Jamal was the first to answer. “I can’t calculate…”
“To hell with it.” I didn’t like his answer, so I slammed the truck into park and opened my door.
“Bethany, you can’t…”
I could, and I did—regardless of how much Echo begged me to stay. I wasn’t about to let Rizzo and Josh die. There’d been enough blood on my hands to date. These stories have yet to be fully written and I was going to make sure they got the Hollywood ending they deserved—apocalypse or not.
“Josh, Rizzo, you okay?” I called out.
No reply.
I banged on the roof of the truck. “Come on, I know you’re in there. Answer me, ya punks!”
“Yeah, we’re here.” Josh’s voice was muffled.
“Is it safe to come out now?” Rizzo’s voice bounced out from the cockpit.
“Josh.” Morgan’s voice rang out from the upright roof. Her jackboots slammed against the metal of the hood before they carried her across the divide between the trucks. She landed on the side of the upturned Hummer with the grace of a puma. The leaping feat was almost as impressive as her manhandling of the driver’s side door until she ripped it open.
The sound of bone clacking against the hood of the other truck shocked me into bringing my pistol to bear on the crushed zombies. I unleashed a round into each of their skulls
. Now that the apocalypse had mankind bent over, there were so few rules left. One of the remaining rules—the single most important to follow—was to always, always, always…double-tap.
With the undead finally and completely dead, I turned my attention back to the rescue at hand. Morgan had her hands full with pulling Rizzo from the wreckage. The waif of a woman hopped out of the Hummer and jumped to the ground with an unexpected grace. Josh, on the other hand, hit the ground like a bull. Morgan followed suit and nodded at Josh to help her return the Hummer to its natural position. It took all four of us to finally get the vehicle upright. When we did, Josh hopped behind the wheel and turned the ignition key.
Nothing.
Again.
Nothing.
Before he wasted the Hummer’s precious battery, Morgan stopped him.
“It’s probably flooded. We’ll need to give it some time to dry out. I don’t think the engines of these things are made to survive rolling.” Joshua peeked into the cockpit.
“We don’t have time,” I said, as I jumped from the truck. “We’ll all have to squeeze into the other truck. I hope you don’t mind a tight fit.”
After transferring the supplies from the downed truck, we rolled out, with two extra passengers. After getting Rizzo to promise to behave, we helped her and Echo into the back. They were the smallest in the group, so it only made sense.
We finally drove off, having not saved a single civilian, toward New Salt Lake City.

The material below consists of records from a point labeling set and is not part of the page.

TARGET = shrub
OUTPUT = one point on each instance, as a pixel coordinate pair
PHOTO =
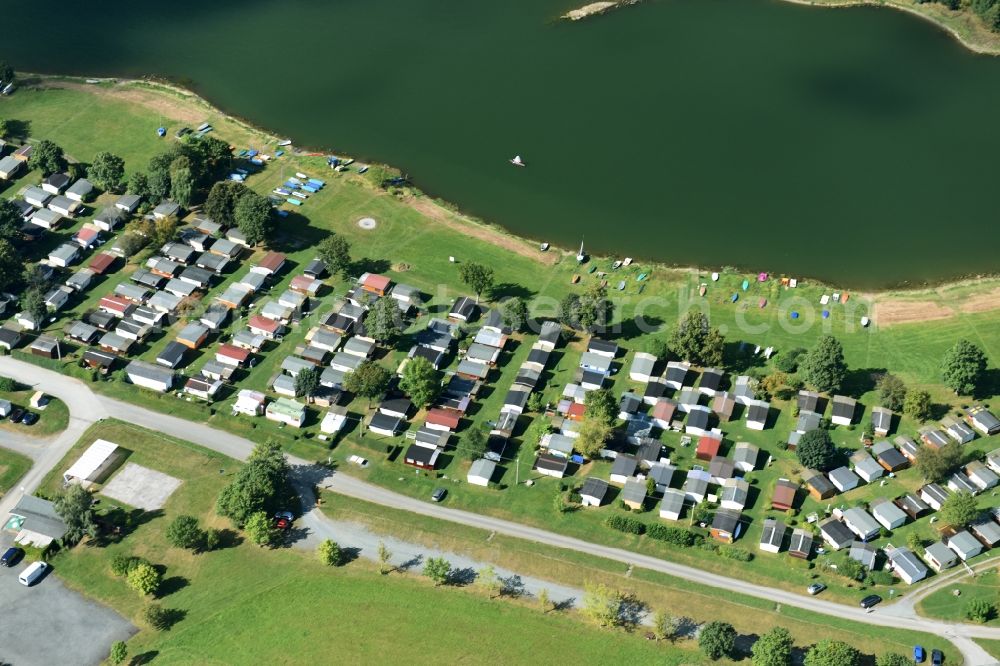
(678, 536)
(625, 524)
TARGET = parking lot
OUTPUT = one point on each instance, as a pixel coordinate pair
(48, 623)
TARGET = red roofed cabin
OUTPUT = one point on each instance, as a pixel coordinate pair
(376, 284)
(101, 262)
(708, 448)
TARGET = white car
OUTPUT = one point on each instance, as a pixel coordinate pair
(32, 573)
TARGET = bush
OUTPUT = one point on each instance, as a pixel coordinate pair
(678, 536)
(735, 553)
(625, 524)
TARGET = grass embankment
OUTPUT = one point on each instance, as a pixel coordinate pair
(412, 243)
(750, 615)
(964, 25)
(944, 604)
(12, 467)
(243, 603)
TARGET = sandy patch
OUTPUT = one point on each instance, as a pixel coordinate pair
(141, 487)
(889, 312)
(988, 300)
(483, 233)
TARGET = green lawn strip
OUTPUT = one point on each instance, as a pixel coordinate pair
(244, 603)
(944, 605)
(12, 467)
(750, 615)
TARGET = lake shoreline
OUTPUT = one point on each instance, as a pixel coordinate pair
(499, 235)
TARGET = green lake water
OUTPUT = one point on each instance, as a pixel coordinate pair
(858, 145)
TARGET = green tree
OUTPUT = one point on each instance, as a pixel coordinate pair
(935, 465)
(979, 610)
(816, 450)
(182, 180)
(959, 509)
(917, 405)
(892, 659)
(474, 442)
(438, 570)
(596, 309)
(328, 552)
(593, 435)
(382, 321)
(488, 579)
(601, 405)
(158, 176)
(261, 485)
(306, 382)
(603, 605)
(828, 652)
(891, 392)
(514, 313)
(156, 616)
(10, 221)
(75, 506)
(144, 579)
(220, 204)
(335, 252)
(47, 157)
(420, 381)
(823, 366)
(369, 380)
(184, 532)
(10, 265)
(384, 557)
(138, 184)
(477, 277)
(107, 171)
(963, 367)
(119, 652)
(260, 529)
(254, 217)
(773, 648)
(695, 341)
(717, 639)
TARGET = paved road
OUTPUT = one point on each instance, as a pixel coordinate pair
(78, 395)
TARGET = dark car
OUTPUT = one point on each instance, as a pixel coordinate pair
(10, 557)
(870, 600)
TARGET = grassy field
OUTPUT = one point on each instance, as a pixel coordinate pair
(243, 603)
(945, 605)
(751, 616)
(413, 242)
(12, 467)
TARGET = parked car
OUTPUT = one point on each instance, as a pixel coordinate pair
(10, 557)
(870, 600)
(283, 520)
(32, 573)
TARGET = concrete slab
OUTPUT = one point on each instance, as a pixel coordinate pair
(141, 487)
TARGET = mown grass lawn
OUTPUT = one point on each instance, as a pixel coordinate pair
(245, 604)
(12, 467)
(943, 604)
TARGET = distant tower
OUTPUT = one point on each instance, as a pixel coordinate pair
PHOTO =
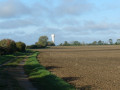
(53, 38)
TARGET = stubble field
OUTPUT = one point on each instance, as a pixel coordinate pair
(86, 67)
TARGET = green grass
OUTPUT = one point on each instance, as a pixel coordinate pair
(42, 78)
(7, 82)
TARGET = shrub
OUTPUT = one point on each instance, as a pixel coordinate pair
(2, 51)
(8, 45)
(32, 47)
(20, 46)
(49, 43)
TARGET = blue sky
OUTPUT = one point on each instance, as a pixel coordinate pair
(69, 20)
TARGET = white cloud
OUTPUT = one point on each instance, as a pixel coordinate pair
(12, 9)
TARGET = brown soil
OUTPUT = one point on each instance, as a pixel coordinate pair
(86, 67)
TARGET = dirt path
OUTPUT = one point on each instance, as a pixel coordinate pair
(19, 74)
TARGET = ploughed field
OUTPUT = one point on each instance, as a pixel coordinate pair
(86, 67)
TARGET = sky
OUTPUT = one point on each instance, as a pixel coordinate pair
(70, 20)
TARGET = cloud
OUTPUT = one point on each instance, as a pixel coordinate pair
(19, 23)
(12, 9)
(73, 7)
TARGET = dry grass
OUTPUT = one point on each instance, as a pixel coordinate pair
(86, 67)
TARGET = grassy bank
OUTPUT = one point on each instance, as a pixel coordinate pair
(42, 78)
(7, 82)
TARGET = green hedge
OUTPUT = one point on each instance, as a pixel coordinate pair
(42, 78)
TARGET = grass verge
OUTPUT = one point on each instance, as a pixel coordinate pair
(42, 78)
(7, 82)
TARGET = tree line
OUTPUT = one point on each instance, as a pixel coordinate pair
(100, 42)
(8, 46)
(42, 43)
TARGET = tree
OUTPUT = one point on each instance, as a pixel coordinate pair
(66, 43)
(100, 42)
(20, 46)
(110, 41)
(50, 43)
(76, 43)
(118, 41)
(94, 43)
(42, 41)
(8, 45)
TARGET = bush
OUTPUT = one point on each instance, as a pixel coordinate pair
(8, 45)
(32, 47)
(20, 46)
(50, 43)
(2, 51)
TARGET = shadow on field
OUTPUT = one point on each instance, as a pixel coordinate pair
(68, 79)
(87, 87)
(52, 67)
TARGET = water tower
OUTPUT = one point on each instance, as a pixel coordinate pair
(53, 38)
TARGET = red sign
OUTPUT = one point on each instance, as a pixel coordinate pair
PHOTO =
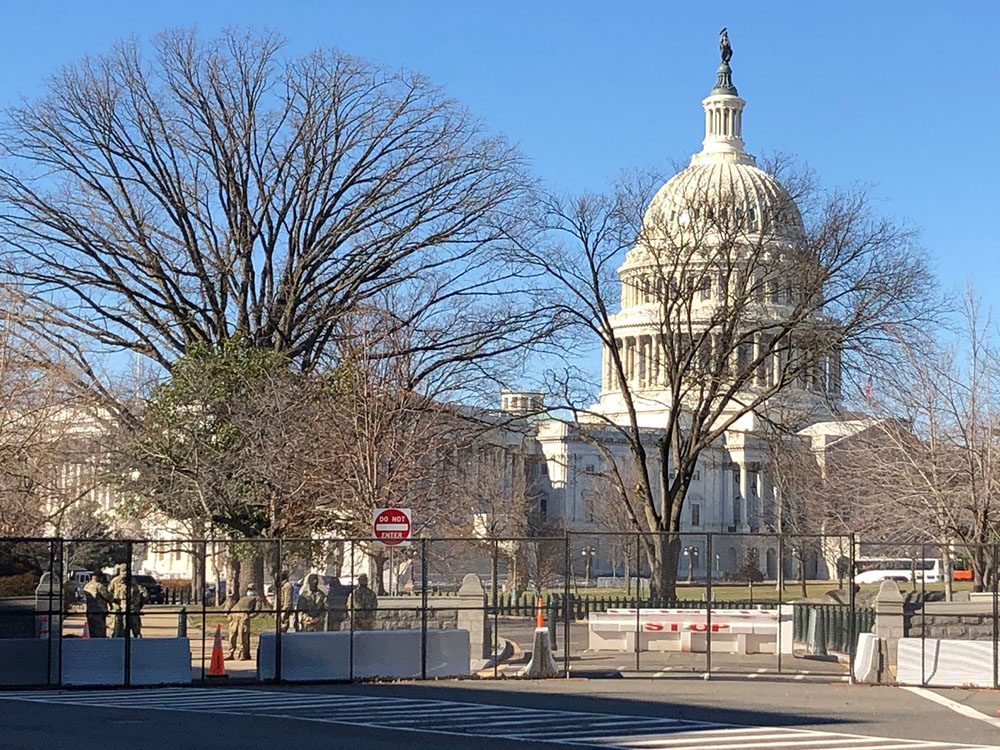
(391, 526)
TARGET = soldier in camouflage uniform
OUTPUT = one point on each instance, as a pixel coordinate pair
(99, 600)
(363, 602)
(116, 618)
(130, 598)
(240, 614)
(287, 606)
(311, 607)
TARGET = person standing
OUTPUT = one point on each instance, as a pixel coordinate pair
(116, 618)
(336, 604)
(240, 614)
(311, 607)
(287, 606)
(363, 602)
(131, 597)
(99, 601)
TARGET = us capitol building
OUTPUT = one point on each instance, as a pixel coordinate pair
(732, 491)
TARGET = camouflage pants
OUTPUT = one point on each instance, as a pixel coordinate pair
(239, 637)
(97, 624)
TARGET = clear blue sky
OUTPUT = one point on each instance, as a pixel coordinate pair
(899, 95)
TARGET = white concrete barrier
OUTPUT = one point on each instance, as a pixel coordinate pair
(753, 631)
(948, 663)
(866, 658)
(377, 653)
(101, 661)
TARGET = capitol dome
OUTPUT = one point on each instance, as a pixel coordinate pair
(723, 186)
(726, 192)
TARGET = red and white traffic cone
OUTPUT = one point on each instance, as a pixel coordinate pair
(217, 667)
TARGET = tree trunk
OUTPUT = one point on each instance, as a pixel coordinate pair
(257, 573)
(663, 552)
(234, 569)
(946, 572)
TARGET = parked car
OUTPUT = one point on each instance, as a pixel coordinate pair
(155, 592)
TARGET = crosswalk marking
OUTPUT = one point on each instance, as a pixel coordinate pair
(581, 728)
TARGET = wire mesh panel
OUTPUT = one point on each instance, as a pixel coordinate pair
(31, 604)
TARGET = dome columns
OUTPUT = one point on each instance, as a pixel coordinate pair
(723, 130)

chapter 8 | the gateway drug of choice
The battery on the camera light blinked to solid red before the device shut down. Before the lens, Dr. Richard Gerand sat at a table, his upper body splayed out, motionless. The slow movement of his chest and shoulders clearly indicated life was still to be found within the man. But what else?
A low, barely audible grunt escaped Gerand’s drooling lips. His right index finger twitched before his torso jerked back into a seated position. Sweat poured from his temples and forehead. When his eyes opened they revealed a patchwork map of red veins, half of which had ruptured to spill precious blood into the purest of whites.